Group A — Ethics & Professionalism
Name the competing values out loud, weigh each stakeholder, then commit to a proportionate action.
- 1
A close friend in your study group admits they used an unauthorized copy of an exam to prepare for a graded assessment. They ask you not to say anything. What do you do, and how do you weigh your competing obligations?
- 2
During a clinical volunteering shift you notice an exhausted resident make a small medication-charting error that has not yet reached the patient. The resident is senior to you. What considerations guide your response?
- 3
A patient who is fully informed and has decision-making capacity refuses a treatment you believe could save their life. How do you reconcile respecting their autonomy with your duty to act in their best interest?
Group B — Situational, Role-Play & Teamwork
These reward responsiveness to the other person, not a rehearsed monologue. Listen first, then structure a way forward.
- 1
Your task is to tell a fellow student that the group project they led received a failing grade because of missed deadlines. You know they were caring for a sick parent. Begin the conversation.
Role-play. Assessor notes: empathy, honesty, structure, next steps.
- 2
You are assigned to a team where one member consistently dominates discussion and dismisses others’ ideas, and morale is dropping. As a peer with no formal authority, how do you address it?
- 3
A frustrated patient in a waiting room is raising their voice at the front-desk staff because their appointment is running two hours late. You are a volunteer nearby. What do you do?
Group C — Motivation, Reflection & Healthcare Awareness
Show self-awareness and a realistic, non-slogan understanding of US healthcare.
- 1
Tell us about a time you received difficult feedback. What did you do with it, and what would you do differently now?
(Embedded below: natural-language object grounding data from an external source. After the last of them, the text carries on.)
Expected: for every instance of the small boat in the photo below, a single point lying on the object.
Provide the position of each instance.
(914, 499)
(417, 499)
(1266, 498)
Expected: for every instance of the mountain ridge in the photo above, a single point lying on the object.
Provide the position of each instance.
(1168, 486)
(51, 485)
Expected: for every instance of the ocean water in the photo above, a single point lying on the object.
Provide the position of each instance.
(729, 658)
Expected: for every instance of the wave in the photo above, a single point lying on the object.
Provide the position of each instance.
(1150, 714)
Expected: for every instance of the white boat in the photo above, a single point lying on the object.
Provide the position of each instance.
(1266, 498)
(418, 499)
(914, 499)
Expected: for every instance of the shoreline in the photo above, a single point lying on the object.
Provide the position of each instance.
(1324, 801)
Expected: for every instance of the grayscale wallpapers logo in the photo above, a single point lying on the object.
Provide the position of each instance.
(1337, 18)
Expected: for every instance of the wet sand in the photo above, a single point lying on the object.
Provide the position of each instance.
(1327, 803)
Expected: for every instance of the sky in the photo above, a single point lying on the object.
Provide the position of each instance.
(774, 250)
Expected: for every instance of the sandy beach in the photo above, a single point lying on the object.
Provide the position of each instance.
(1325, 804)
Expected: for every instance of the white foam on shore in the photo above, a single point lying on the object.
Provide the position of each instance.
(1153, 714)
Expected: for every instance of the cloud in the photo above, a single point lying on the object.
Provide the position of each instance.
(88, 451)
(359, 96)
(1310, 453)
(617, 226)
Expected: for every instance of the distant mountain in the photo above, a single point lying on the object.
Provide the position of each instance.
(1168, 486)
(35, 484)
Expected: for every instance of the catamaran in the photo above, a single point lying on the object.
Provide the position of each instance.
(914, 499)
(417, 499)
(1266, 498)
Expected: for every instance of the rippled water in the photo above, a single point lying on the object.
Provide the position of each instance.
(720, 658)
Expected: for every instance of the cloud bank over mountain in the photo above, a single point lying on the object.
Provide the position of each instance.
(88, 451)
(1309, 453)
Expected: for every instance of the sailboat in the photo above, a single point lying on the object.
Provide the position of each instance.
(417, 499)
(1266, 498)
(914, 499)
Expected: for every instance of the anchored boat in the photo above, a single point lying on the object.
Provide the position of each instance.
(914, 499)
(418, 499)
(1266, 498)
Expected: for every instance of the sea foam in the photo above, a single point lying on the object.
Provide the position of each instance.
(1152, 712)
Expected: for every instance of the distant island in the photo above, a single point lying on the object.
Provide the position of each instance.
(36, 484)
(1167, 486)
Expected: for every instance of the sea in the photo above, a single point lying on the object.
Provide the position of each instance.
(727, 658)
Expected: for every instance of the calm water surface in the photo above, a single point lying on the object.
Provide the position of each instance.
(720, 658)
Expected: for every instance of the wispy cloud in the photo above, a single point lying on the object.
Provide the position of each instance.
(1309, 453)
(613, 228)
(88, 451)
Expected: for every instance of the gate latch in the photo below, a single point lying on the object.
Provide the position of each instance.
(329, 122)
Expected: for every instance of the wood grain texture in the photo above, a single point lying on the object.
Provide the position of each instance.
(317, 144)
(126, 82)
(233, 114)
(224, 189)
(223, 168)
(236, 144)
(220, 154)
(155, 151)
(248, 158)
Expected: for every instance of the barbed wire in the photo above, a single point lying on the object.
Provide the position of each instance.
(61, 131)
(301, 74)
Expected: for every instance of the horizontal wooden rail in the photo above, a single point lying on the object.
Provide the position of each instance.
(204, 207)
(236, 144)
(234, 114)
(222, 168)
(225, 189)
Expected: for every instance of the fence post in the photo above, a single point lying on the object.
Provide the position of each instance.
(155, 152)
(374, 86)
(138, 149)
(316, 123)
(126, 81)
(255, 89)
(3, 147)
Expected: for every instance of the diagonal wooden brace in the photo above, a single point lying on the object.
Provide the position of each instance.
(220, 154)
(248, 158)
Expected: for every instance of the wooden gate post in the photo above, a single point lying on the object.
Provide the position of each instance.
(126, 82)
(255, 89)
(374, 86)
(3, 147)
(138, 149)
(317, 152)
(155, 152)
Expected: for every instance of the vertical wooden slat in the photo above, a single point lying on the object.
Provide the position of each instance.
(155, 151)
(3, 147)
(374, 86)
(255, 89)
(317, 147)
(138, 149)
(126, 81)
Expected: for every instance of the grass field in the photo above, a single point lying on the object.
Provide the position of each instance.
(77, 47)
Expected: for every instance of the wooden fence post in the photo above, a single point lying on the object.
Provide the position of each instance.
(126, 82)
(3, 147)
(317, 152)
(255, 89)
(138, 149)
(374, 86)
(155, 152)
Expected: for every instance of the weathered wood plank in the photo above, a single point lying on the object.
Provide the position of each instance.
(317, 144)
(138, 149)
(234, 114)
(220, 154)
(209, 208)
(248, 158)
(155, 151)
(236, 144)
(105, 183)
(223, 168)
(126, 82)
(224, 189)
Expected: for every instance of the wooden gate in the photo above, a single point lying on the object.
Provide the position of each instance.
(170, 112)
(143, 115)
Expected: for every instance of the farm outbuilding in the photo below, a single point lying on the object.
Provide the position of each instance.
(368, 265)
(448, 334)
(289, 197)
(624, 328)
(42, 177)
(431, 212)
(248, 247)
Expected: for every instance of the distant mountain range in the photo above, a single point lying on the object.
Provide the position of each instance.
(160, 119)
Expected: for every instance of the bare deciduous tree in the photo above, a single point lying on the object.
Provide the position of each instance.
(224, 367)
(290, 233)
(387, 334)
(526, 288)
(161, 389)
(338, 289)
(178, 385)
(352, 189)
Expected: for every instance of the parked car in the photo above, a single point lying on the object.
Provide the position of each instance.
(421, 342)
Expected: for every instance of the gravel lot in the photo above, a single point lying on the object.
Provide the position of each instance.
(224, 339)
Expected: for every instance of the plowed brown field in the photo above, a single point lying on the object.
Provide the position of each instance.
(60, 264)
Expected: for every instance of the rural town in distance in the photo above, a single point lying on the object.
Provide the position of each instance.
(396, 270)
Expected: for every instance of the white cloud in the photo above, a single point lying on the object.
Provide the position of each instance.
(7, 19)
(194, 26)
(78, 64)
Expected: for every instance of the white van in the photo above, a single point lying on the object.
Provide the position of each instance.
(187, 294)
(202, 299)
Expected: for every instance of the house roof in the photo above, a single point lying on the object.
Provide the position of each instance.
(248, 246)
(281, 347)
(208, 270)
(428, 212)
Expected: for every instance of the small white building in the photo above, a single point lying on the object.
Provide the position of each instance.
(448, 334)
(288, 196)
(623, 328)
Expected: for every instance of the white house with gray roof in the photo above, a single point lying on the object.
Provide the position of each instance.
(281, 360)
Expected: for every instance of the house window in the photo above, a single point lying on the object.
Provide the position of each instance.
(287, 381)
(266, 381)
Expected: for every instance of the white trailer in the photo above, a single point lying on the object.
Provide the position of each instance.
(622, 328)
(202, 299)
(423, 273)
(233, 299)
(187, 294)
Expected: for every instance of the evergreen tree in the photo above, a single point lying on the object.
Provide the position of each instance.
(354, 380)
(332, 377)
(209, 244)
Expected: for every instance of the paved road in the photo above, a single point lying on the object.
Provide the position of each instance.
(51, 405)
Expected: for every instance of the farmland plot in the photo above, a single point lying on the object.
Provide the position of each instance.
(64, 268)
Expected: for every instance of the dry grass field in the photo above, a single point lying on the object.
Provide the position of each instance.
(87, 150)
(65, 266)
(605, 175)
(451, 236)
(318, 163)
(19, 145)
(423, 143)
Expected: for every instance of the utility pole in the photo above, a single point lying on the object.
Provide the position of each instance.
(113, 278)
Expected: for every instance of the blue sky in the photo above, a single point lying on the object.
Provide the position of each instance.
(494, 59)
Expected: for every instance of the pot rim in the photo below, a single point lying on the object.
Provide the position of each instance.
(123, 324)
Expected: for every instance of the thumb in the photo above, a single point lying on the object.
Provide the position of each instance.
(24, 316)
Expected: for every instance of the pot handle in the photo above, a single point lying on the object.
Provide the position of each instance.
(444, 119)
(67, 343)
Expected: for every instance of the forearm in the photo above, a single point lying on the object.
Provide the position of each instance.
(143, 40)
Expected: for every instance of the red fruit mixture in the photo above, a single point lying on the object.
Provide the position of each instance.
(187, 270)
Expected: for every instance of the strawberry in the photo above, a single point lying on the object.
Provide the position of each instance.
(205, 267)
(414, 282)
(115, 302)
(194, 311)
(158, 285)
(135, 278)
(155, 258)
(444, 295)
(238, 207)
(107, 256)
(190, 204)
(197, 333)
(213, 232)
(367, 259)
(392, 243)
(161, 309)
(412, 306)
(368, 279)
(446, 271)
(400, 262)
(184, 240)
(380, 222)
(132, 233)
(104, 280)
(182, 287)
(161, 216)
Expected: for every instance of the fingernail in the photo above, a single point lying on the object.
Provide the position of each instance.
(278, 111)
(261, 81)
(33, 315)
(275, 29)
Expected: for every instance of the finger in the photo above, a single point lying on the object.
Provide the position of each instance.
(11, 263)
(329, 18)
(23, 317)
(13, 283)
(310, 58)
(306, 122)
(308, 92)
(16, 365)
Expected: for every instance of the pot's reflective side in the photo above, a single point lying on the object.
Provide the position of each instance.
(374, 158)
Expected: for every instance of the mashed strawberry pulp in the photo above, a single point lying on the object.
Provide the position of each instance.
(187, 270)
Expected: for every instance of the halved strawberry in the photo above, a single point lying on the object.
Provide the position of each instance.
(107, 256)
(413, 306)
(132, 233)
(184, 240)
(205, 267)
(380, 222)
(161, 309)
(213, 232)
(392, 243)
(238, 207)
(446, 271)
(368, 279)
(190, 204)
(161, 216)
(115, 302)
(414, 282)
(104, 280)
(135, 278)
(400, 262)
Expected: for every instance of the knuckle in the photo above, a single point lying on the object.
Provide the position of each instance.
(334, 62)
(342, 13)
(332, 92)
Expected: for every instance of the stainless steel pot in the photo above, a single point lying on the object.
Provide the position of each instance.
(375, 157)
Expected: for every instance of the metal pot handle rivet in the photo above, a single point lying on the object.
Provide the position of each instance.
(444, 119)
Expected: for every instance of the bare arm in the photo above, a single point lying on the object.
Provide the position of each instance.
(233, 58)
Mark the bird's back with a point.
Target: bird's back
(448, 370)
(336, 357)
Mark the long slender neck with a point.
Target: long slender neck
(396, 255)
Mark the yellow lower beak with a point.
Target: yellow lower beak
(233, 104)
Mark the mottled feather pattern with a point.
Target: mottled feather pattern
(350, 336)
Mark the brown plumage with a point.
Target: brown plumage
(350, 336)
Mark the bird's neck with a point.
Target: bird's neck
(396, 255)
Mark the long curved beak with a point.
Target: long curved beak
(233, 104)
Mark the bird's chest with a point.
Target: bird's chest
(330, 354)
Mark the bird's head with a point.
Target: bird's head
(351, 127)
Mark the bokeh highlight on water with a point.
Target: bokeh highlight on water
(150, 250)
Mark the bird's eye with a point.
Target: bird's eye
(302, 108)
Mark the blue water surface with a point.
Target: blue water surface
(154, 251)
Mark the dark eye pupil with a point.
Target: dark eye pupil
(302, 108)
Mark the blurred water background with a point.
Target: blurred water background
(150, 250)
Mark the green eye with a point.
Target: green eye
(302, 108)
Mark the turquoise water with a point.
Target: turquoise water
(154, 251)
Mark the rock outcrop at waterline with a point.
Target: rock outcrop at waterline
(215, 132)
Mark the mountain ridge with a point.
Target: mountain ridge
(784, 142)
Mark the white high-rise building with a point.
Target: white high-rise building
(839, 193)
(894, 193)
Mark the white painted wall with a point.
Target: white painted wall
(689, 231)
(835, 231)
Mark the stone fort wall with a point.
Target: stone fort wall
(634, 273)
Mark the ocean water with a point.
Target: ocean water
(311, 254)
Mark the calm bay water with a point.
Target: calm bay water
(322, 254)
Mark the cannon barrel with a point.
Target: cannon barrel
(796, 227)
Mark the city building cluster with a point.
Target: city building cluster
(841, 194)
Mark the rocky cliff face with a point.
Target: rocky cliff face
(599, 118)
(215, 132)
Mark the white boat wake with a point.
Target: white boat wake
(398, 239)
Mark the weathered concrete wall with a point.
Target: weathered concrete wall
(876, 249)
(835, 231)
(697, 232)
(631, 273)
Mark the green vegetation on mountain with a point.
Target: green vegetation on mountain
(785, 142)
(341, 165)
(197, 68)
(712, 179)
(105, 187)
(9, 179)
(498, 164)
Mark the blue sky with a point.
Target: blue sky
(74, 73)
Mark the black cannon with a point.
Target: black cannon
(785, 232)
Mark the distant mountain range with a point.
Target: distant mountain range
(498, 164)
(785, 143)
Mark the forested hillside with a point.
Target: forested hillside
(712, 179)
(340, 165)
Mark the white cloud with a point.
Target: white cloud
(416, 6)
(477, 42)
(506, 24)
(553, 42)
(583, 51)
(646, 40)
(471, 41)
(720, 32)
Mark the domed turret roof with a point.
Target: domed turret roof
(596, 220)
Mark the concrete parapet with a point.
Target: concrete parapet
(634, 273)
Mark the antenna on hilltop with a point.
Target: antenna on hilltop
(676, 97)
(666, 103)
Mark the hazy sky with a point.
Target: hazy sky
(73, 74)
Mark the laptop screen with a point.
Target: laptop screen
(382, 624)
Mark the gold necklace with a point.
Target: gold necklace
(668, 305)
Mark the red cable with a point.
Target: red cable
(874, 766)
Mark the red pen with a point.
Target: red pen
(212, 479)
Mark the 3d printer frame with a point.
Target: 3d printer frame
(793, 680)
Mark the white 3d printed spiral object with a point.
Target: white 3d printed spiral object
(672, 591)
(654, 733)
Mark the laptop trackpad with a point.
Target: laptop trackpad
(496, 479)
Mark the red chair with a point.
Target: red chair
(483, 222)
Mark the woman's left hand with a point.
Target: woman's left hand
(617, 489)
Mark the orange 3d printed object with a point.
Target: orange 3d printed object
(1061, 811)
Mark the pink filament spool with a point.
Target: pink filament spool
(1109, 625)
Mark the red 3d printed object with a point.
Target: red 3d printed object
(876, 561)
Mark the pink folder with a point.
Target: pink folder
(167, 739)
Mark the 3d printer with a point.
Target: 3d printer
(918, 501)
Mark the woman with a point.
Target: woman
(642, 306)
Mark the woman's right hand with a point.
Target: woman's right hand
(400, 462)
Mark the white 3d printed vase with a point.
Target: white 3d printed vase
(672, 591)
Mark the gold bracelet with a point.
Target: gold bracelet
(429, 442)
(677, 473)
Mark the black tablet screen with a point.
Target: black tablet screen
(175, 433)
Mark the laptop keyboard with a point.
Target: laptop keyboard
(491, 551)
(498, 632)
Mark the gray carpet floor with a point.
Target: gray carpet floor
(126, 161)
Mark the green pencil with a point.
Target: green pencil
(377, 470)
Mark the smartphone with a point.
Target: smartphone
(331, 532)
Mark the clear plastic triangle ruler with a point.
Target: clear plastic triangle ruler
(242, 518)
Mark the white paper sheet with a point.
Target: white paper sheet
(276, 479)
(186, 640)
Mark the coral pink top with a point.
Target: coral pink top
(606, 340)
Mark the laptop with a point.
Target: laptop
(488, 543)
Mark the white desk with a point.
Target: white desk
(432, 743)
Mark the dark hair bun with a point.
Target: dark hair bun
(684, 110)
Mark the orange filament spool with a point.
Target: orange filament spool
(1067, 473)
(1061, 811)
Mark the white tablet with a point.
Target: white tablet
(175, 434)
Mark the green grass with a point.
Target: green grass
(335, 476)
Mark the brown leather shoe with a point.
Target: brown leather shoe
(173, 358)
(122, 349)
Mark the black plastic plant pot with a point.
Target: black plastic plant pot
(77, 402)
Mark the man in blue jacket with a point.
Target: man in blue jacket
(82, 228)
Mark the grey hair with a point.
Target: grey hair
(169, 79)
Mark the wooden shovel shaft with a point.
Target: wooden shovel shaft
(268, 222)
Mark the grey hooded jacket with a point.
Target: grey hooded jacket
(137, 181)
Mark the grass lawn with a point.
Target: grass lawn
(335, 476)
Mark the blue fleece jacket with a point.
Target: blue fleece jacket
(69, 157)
Probes resilience and self-improvement — core PREview competencies.
- 2
Many US communities face shortages of primary-care physicians. What do you see as one realistic contributor to this problem, and what role might you play in addressing it as a future doctor?
These questions and frameworks are for interview orientation only and are not legal, ethical, or admissions advice. Always confirm each program's specific requirements (interview format, CASPer, AAMC PREview) on its official website and the AAMC MSAR.